Bilan

Un ancien d'UBS est l'un des pivots du scandale du Libor

Parmi les trois banquiers arrêtés mardi à Londres pour leur rôle dans le scandale du Libor figure un ancien d'UBS. Thomas Hayes aurait même joué un rôle clé dans la manipulation des taux interbancaires.
On a appris mardi l'arrestation dans les comtés d'Essex et de Surrey de trois banquiers britanniques. Tous trois sont soupçonnés d'avoir participé activement à la manipulation du taux Libor. On sait aujourd'hui que l'un d'eux est Thomas Hayes, à qui les enquêteurs prêtent un rôle majeur dans l'affaire.

Or jusqu'en 2009, Thomas Hayes, 33 ans, a travaillé pour UBS . Recruté en 2006 par la filiale nippone de la banque suisse, il aurait tiré au moins une partie des ficelles de l'escroquerie. Il aurait convaincu notamment deux courtiers de Royal Bank of Scotland (RBS) de participer à une manipulation systématique du Tibor (Tokyo Interbank Offered Rate), avatar japonais du Libor (London Interbank Offered Rate).

Selon les actes d'accusation délivrés par les autorités canadiennes, Thomas Hayes aurait incité d'autres courtiers londoniens à manipuler les taux proposés sur le yen japonais: parmi eux figurent des employés de HSBC, de Deutsche Bank et de J.P. Morgan. Un autre employé d'UBS aurait parallèlement essayé de convaincre un ancien collègue entré chez Citigroup d'en faire autant.

Des centaines de milliards par jour

Parallèlement, Thomas Hayes aurait créé un deuxième réseau d'influence, constitué d'employés de courtiers indépendants. Tel est le cas des deux banquiers qui ont été arrêtés avec lui cette semaine à Londres: tous les deux étaient, jusqu'à il y a une année, au service du courtier britannique R P Martin.

Le volume des opérations effectuées quotidiennement sur la base du Libor, du Tibor et de l'Euribord atteint 300 milliards de dollars. En mettant à leur profit les écarts entre les taux truqués par eux et les taux effectifs, Hayes et ses complices ont fait gagner des montants en proportion à leur banque et à leurs clients. Et ils ont fait aussi monter, du coup, leurs bonus.

Le montant des détournements qui leur sont reprochés n'est pas encore connu, ni celui qui pourrait leur valoir de passer devant les juges.
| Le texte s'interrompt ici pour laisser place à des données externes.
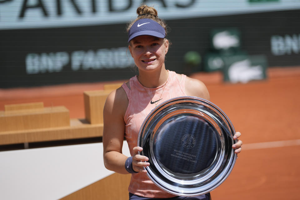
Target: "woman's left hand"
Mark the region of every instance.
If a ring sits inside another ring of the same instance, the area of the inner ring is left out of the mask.
[[[233,136],[233,139],[237,139],[240,137],[241,135],[241,133],[239,132],[236,132],[235,134]],[[242,151],[242,144],[243,142],[242,140],[238,139],[238,142],[232,145],[232,148],[235,149],[234,151],[235,153],[238,153],[241,152],[241,151]]]

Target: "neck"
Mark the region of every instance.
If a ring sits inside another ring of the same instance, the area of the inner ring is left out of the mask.
[[[144,86],[149,88],[159,87],[165,82],[169,76],[168,71],[164,68],[160,71],[151,72],[139,71],[138,80]]]

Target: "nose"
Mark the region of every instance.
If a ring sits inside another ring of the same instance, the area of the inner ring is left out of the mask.
[[[150,48],[147,48],[145,49],[145,52],[144,53],[144,55],[146,56],[150,56],[152,54],[152,52],[151,51]]]

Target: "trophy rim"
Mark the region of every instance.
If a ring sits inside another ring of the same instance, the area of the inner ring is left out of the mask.
[[[191,96],[184,96],[176,97],[166,101],[159,104],[156,107],[152,109],[152,111],[151,111],[150,113],[149,113],[149,114],[145,118],[142,124],[142,126],[141,127],[141,128],[140,129],[140,131],[139,132],[138,138],[138,146],[139,147],[141,146],[141,138],[142,135],[142,133],[143,132],[143,128],[145,125],[148,122],[148,121],[149,120],[150,120],[150,121],[151,122],[151,117],[153,114],[155,114],[156,112],[157,111],[159,110],[164,106],[165,106],[166,105],[169,104],[170,103],[173,102],[180,101],[181,100],[184,100],[188,101],[189,100],[196,101],[197,101],[201,102],[203,103],[207,104],[209,106],[212,107],[214,108],[218,111],[225,119],[226,121],[226,122],[228,124],[227,125],[229,125],[231,129],[231,134],[230,136],[231,138],[233,138],[233,136],[236,134],[235,129],[234,129],[234,128],[231,121],[228,117],[227,115],[226,114],[225,112],[223,111],[218,106],[217,106],[217,105],[215,104],[204,99]],[[167,106],[167,107],[168,107],[168,106]],[[232,139],[233,140],[233,139]],[[234,141],[235,141],[235,142],[237,142],[238,141],[237,139],[233,140]],[[141,152],[139,151],[138,152],[138,153],[139,154],[141,154]],[[148,156],[149,157],[149,155],[148,155]],[[162,184],[159,182],[159,182],[160,180],[155,180],[155,178],[152,178],[153,177],[153,176],[152,176],[153,174],[151,174],[152,172],[151,170],[148,170],[147,169],[147,167],[143,167],[143,168],[144,169],[146,170],[147,171],[147,175],[149,179],[151,180],[158,187],[163,190],[164,191],[169,193],[177,196],[185,197],[192,197],[208,193],[212,191],[218,187],[225,181],[225,180],[227,179],[228,176],[231,173],[235,164],[237,158],[237,156],[236,154],[234,153],[234,152],[233,152],[233,155],[232,155],[229,158],[227,158],[228,160],[228,159],[232,159],[232,161],[231,162],[231,164],[230,165],[230,168],[225,170],[226,171],[226,172],[223,173],[223,175],[224,176],[222,178],[221,181],[218,182],[216,184],[213,186],[213,187],[208,189],[206,189],[205,191],[199,191],[198,192],[193,192],[192,193],[189,192],[182,192],[182,190],[180,190],[180,189],[178,189],[177,191],[174,191],[175,190],[174,190],[173,189],[171,190],[171,189],[167,188],[166,187],[162,186]],[[224,170],[223,170],[222,171],[222,172]],[[161,181],[161,180],[160,181]]]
L'arrestation de Thomas Hayes et de ses deux complices présumés de R P Martin marque toutefois un durcissement de l'enquête à l'échelon européen, avec l'entrée en action des autorités pénales, note le Tages-Anzeiger.

14 milliards de dommages et amendes

Alors que ces anciens employés indélicats doivent aujourd'hui craindre procès et peines d'emprisonnement, les banques qui les employaient doivent s'attendre à de lourdes amendes. Morgan Stanley estime que les établissements concernés, une petite vingtaine au total, devront s'acquitter globalement de 14 milliards de dollars de «réparations».

Des rumeurs ont circulé récemment indiquant qu'UBS s'apprêterait à payer 450 millions de dollars d'amende aux Etats-Unis et à la Grande-Bretagne pour mettre fin à la procédure engagée contre elle dans le cadre du scandale du Libor. Barclays a été la première banque à signer un tel accord en juin pour un montant de 453 millions de dollars.

Contactée par le Tagi, UBS ne s'est pas exprimée sur les différents points mentionnés.